WIPO also provides one-stop research on whether a patent overlaps with those elsewhere, and offers the possibility of widespread dissemination and publicity — i.e., stimulating demand, and thus at least the potential for sanctions-breaking in any subsequent licensing the North Korean patent.

Igniting controversy has been a characteristic of Director General Gurry’s reign — indeed, even before he first took WIPO’s top executive office in 2008.

In 2015, the U.N.’s watchdog Office of Internal Oversight Services (OIOS) was asked by WIPO’s own General Assembly chair to investigate Gurry for allegedly ordering, in 2008, break-ins of the offices of staffers to seek DNA evidence that they wrote anonymous letters against him. Gurry was WIPO’s No. 2 at the time.

A year later, after much byzantine maneuvering, a heavily redacted version of the report declared that “while there were indications that Mr. Gurry had a direct interest in the outcome of the DNA analysis, there is no evidence that he was involved in the taking of DNA samples.”

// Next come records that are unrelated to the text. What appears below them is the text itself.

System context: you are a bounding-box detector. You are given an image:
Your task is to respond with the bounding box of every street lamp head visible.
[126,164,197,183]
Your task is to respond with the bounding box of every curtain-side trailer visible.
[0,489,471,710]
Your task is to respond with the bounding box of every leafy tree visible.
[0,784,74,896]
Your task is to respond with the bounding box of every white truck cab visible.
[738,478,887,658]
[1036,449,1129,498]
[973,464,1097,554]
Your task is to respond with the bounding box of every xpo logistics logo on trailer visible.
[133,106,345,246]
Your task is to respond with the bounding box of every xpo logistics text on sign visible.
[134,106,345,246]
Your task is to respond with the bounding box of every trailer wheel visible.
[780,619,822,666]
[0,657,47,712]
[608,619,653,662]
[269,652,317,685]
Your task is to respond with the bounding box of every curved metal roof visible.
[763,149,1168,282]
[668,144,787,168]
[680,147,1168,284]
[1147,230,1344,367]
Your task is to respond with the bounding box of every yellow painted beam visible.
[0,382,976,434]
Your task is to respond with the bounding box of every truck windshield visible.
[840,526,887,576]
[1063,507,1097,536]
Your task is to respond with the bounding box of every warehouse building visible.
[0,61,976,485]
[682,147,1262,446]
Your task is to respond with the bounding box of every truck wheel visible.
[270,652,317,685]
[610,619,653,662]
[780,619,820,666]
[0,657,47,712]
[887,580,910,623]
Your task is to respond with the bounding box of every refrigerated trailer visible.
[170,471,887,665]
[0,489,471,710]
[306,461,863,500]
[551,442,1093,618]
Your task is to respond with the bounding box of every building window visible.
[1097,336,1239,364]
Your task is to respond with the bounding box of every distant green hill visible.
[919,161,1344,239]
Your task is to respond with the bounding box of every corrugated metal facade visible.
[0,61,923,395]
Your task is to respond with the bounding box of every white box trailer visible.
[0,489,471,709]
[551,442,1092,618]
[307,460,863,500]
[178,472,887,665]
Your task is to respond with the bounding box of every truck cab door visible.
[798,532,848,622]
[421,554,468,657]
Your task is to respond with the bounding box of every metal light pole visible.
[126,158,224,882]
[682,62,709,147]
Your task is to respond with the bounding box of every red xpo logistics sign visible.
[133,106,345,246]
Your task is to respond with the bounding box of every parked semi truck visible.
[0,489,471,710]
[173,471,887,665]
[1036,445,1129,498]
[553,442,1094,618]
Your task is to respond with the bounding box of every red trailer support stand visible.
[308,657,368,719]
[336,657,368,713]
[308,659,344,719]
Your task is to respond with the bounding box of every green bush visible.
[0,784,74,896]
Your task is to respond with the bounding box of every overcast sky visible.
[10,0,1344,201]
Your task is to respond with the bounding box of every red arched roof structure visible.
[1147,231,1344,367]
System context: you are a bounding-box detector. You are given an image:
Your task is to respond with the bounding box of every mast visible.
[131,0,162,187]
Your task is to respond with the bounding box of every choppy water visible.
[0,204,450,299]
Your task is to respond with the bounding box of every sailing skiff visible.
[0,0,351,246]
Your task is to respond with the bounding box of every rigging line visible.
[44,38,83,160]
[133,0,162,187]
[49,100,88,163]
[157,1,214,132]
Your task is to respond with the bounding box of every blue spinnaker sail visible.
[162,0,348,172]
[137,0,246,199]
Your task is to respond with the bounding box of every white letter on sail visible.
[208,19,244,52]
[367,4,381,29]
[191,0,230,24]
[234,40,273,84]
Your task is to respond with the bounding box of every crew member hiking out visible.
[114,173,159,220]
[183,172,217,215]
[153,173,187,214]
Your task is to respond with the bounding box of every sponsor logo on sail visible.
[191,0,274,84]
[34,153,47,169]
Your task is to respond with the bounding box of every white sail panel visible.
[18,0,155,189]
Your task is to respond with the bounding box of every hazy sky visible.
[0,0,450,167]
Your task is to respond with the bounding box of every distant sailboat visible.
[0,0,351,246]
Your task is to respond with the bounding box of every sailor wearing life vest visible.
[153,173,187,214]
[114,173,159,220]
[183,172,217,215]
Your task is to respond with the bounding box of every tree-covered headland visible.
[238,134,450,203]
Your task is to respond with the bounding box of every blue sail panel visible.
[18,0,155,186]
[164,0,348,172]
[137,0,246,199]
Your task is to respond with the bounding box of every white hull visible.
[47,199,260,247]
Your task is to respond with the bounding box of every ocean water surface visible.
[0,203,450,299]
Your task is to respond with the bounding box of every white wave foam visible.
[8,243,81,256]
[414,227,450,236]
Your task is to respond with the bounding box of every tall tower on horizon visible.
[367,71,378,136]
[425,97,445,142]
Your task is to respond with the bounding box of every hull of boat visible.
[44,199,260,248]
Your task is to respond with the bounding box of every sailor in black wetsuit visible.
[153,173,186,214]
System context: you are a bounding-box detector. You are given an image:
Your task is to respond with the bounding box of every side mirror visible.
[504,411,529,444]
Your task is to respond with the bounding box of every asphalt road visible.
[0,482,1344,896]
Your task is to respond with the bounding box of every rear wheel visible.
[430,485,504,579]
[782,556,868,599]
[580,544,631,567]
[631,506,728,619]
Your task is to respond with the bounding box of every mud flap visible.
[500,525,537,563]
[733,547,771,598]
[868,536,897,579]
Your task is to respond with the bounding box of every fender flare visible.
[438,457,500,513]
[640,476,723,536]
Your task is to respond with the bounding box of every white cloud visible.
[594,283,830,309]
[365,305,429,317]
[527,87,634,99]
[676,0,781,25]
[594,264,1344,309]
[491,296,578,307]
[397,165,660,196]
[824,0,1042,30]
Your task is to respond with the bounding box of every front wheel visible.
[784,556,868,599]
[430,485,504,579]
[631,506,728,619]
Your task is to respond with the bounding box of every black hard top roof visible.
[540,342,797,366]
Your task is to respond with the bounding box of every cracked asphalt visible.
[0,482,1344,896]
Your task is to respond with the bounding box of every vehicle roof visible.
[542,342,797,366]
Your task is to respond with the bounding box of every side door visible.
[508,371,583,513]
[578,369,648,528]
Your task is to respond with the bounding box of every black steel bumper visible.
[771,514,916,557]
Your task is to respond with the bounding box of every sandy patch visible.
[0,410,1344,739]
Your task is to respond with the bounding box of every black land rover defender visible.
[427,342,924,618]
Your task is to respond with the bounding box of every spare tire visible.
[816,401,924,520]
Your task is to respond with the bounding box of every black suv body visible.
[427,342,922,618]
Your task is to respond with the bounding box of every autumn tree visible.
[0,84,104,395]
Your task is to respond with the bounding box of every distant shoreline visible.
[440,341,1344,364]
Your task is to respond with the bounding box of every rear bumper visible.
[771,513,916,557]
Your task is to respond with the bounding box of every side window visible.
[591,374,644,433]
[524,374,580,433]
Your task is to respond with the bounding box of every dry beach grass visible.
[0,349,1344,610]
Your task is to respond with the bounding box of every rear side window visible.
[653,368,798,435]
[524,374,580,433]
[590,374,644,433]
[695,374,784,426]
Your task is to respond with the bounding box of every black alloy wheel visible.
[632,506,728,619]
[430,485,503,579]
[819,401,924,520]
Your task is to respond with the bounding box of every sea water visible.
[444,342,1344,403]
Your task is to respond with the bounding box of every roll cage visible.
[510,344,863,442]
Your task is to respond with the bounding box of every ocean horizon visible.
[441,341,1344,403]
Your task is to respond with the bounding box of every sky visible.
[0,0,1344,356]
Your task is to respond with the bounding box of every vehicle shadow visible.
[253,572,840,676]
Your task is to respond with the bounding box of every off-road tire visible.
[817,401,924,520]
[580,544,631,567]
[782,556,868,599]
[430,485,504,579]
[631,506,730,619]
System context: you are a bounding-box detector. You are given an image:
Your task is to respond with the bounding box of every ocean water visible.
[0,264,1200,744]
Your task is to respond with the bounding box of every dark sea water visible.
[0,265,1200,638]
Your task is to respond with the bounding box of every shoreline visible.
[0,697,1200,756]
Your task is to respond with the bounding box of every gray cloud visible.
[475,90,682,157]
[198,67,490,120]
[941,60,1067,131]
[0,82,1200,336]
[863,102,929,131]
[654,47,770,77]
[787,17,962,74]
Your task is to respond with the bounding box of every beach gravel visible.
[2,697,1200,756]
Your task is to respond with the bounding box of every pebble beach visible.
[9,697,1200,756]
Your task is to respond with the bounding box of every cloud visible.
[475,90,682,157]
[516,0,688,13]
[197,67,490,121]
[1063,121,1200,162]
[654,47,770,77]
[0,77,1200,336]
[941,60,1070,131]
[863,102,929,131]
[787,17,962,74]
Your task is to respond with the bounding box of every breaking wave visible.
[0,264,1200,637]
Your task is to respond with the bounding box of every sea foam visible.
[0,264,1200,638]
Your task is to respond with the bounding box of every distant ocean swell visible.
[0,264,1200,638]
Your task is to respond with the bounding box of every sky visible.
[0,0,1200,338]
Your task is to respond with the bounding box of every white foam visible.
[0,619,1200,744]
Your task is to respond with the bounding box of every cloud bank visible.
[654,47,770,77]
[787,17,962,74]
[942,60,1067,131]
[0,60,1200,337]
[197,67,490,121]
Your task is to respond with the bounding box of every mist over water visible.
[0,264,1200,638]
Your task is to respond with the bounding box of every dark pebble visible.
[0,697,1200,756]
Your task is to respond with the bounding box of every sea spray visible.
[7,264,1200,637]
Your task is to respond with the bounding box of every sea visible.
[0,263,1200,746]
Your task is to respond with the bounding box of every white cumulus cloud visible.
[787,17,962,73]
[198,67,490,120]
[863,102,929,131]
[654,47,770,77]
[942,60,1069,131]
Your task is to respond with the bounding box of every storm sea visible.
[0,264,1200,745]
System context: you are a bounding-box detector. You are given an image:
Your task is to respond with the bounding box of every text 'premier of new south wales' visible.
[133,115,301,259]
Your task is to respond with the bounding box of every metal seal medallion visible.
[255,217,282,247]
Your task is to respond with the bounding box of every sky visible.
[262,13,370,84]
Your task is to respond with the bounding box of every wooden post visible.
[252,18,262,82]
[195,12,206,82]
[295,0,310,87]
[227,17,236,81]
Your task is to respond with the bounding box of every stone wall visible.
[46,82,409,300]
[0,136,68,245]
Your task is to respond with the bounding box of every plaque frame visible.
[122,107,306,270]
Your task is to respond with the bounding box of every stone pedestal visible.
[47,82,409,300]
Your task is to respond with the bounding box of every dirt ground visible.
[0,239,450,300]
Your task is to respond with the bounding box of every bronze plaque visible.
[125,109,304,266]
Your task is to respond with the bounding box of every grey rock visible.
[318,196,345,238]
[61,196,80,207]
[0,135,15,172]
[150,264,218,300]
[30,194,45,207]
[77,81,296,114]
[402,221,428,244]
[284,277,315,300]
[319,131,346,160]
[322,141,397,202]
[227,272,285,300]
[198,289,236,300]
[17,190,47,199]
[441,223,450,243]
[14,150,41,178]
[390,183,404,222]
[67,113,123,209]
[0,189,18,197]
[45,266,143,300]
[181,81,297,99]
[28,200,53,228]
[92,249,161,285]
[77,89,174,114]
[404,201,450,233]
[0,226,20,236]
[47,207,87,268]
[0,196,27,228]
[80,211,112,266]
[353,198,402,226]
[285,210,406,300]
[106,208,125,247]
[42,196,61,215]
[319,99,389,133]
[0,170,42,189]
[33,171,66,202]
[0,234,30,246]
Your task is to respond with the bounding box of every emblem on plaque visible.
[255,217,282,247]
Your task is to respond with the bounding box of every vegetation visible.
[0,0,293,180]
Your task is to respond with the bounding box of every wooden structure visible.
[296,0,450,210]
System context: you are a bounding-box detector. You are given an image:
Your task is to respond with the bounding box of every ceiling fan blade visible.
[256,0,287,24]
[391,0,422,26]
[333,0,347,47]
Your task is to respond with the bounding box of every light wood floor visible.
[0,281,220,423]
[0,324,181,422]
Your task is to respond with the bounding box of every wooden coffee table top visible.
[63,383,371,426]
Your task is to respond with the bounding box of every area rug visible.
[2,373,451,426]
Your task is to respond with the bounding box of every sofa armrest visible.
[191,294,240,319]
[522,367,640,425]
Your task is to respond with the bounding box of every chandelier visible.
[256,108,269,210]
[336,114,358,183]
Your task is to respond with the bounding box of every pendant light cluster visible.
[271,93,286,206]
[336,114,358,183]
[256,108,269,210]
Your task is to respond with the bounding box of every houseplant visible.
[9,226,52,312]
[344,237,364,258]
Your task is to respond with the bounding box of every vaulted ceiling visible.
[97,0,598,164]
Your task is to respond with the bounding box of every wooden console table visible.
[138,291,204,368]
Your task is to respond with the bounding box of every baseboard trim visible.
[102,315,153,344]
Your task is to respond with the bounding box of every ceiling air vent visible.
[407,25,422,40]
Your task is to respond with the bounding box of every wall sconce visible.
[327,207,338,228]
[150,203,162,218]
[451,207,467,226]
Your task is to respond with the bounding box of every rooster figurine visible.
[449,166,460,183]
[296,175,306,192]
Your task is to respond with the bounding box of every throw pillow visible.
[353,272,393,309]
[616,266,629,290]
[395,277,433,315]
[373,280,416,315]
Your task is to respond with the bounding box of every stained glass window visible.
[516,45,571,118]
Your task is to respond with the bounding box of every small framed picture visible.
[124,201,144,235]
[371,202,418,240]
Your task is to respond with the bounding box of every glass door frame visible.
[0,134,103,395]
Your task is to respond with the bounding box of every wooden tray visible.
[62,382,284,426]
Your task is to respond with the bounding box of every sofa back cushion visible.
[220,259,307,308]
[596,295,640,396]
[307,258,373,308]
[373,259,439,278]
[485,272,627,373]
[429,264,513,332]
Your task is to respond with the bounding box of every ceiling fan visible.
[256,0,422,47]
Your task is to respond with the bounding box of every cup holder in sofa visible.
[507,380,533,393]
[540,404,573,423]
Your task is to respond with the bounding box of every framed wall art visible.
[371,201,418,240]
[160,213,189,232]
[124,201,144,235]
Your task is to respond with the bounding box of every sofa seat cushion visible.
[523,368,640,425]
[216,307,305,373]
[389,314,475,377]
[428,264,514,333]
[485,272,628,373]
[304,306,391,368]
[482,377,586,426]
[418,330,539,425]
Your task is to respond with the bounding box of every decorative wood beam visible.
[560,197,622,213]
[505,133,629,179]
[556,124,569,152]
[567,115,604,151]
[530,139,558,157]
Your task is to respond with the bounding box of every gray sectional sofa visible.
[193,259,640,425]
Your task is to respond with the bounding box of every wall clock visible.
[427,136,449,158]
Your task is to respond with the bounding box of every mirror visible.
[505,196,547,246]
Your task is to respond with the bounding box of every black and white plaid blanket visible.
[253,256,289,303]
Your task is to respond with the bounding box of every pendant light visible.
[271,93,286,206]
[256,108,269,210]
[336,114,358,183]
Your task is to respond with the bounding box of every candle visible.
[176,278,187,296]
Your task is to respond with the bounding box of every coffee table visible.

But the same document also found that Gurry had bent the organization’s rules and steered a sensitive cyber-security contract to a business acquaintance, , something alleged by one of Gurry’s former top deputies, James Pooley.

Under Gurry, WIPO also has been the only U.N. agency ever sanctioned by the U.S. State Department, on the grounds that it failed to adopt “best practices” in ethics and whistle-blower standards — a punishment first meted out by the pro-U.N. Obama administration in September 2015.

Among the whistle-blowers who say they were forced to leave WIPO during Gurry’s tenure for drawing attention to the agency’s previous computer shipments to North Korea is Miranda Brown, formerly Gurry’s senior strategic advisor.

Brown has repeatedly asked for her reinstatement at the WIPO, and just as often has been turned down by Gurry’s office.